Meinung

Die tausend Fragen nach der Gaza-Show

Nicole Dreyfus Foto: Claudia Reinert

Meinung

Die tausend Fragen nach der Gaza-Show

Nach jeder geglückter Geiselbefreiung fragt sich unsere Redakteurin, warum die Terrororganisation Hamas die Übergabe so zynisch inszeniert.

von Nicole Dreyfus  26.01.2025 10:17 Uhr

Nach jeder Geiselbefreiung schießen mir diese quälenden Fragen durch den Kopf: Warum sehen diese endlich befreiten Menschen nach 477 Tagen in Geiselhaft so gut aus?

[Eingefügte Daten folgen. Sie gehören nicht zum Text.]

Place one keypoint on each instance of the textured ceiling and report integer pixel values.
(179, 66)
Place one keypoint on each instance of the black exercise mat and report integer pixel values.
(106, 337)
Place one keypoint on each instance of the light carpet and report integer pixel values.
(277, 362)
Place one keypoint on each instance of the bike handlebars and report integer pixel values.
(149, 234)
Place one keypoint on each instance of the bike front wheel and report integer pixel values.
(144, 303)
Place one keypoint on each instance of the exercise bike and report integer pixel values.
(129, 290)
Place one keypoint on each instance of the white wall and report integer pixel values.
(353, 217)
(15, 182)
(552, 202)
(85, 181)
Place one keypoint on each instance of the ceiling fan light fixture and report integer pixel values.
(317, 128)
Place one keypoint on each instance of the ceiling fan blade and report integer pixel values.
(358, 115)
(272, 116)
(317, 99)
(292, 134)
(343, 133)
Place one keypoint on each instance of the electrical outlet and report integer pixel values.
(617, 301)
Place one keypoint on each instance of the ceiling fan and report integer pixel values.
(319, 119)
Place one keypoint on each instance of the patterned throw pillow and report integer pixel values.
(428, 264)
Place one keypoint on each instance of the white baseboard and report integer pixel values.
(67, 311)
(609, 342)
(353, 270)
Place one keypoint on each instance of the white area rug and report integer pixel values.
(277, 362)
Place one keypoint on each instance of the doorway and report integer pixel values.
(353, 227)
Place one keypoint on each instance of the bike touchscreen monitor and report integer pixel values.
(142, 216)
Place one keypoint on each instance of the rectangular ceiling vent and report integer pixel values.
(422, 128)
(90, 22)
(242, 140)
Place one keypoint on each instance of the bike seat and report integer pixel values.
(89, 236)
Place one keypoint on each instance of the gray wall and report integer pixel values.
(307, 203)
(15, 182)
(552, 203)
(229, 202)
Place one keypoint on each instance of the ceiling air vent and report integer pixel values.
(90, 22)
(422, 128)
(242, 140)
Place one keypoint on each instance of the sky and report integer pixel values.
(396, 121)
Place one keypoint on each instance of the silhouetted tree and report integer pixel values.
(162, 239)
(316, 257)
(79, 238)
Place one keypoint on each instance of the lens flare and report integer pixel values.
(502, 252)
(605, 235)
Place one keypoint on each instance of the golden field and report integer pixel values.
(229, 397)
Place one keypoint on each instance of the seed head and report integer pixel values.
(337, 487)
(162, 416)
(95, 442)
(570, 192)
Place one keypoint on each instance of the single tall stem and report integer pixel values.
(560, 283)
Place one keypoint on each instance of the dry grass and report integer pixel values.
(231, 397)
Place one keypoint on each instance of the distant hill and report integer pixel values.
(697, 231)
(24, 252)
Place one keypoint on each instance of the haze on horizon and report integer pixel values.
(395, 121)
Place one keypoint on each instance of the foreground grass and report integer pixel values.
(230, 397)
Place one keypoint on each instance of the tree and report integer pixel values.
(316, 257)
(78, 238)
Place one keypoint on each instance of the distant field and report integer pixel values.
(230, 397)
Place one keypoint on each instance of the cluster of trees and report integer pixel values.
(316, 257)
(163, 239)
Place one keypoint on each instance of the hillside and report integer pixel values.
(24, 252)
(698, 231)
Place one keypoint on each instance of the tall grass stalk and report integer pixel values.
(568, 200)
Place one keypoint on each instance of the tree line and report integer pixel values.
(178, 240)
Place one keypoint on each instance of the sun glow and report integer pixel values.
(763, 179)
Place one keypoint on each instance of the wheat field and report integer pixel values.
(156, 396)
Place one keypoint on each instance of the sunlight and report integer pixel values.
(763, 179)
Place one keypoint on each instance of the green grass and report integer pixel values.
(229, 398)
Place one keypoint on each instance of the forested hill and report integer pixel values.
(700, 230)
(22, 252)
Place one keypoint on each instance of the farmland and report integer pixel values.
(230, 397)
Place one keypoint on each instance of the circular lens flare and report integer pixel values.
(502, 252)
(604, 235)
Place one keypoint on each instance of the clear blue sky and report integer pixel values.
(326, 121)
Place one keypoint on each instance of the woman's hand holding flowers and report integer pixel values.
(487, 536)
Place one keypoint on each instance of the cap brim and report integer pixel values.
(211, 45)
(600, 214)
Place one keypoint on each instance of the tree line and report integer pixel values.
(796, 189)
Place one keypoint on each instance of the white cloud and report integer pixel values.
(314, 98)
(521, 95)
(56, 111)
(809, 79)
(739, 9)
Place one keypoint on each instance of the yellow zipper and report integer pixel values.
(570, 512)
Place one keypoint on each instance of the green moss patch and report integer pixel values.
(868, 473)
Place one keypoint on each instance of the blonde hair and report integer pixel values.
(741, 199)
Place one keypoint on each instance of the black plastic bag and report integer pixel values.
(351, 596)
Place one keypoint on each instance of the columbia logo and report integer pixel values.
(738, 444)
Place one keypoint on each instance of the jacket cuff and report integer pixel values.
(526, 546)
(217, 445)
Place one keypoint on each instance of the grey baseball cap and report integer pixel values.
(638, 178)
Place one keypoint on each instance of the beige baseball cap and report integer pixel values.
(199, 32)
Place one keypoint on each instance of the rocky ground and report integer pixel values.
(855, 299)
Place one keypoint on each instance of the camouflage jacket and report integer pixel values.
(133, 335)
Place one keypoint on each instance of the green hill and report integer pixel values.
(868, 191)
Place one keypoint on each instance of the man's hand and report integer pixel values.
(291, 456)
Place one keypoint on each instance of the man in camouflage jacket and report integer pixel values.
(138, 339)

Warum dieser aufrechte Gang? Warum lachen sie, während sie von Hunderten maskierter Hamas-Kämpfer (und Kämpferinnen?) umringt und eskortiert werden?

Warum sind die Haare dieser jungen Frauen jedes Mal so schön zurecht frisiert? Warum tragen sie so saubere Kleidung, neu wirkende Pseudo-Uniformen? Warum haben sie Tüten in der Hand, diese grauenhaften Abschiedsgeschenke, die sie nicht brauchen, weil die Erinnerung an die begangenen Gräueltaten für immer und ewig im Bewusstsein dieser Frauen eingebrannt sein wird. Und wo wurden sie die ganze Zeit festgehalten, was wurde ihnen während der Geiselhaft angetan?

Jeden Samstag diese menschenverachtende Inszenierung bewaffneter Terroristen, die ihre Geiseln als Trophäen siegessicher präsentieren?

Solange die restlichen Geiseln nicht befreit sind, werden zum Schutze derjenigen, die sich noch in Gefangenschaft befinden, vermutlich nur wenige Informationen an die Öffentlichkeit gelangen – Informationen, die zunächst harmlos wirken, weil sie das Geschehene nicht in seiner ganzen Brutalität vermitteln.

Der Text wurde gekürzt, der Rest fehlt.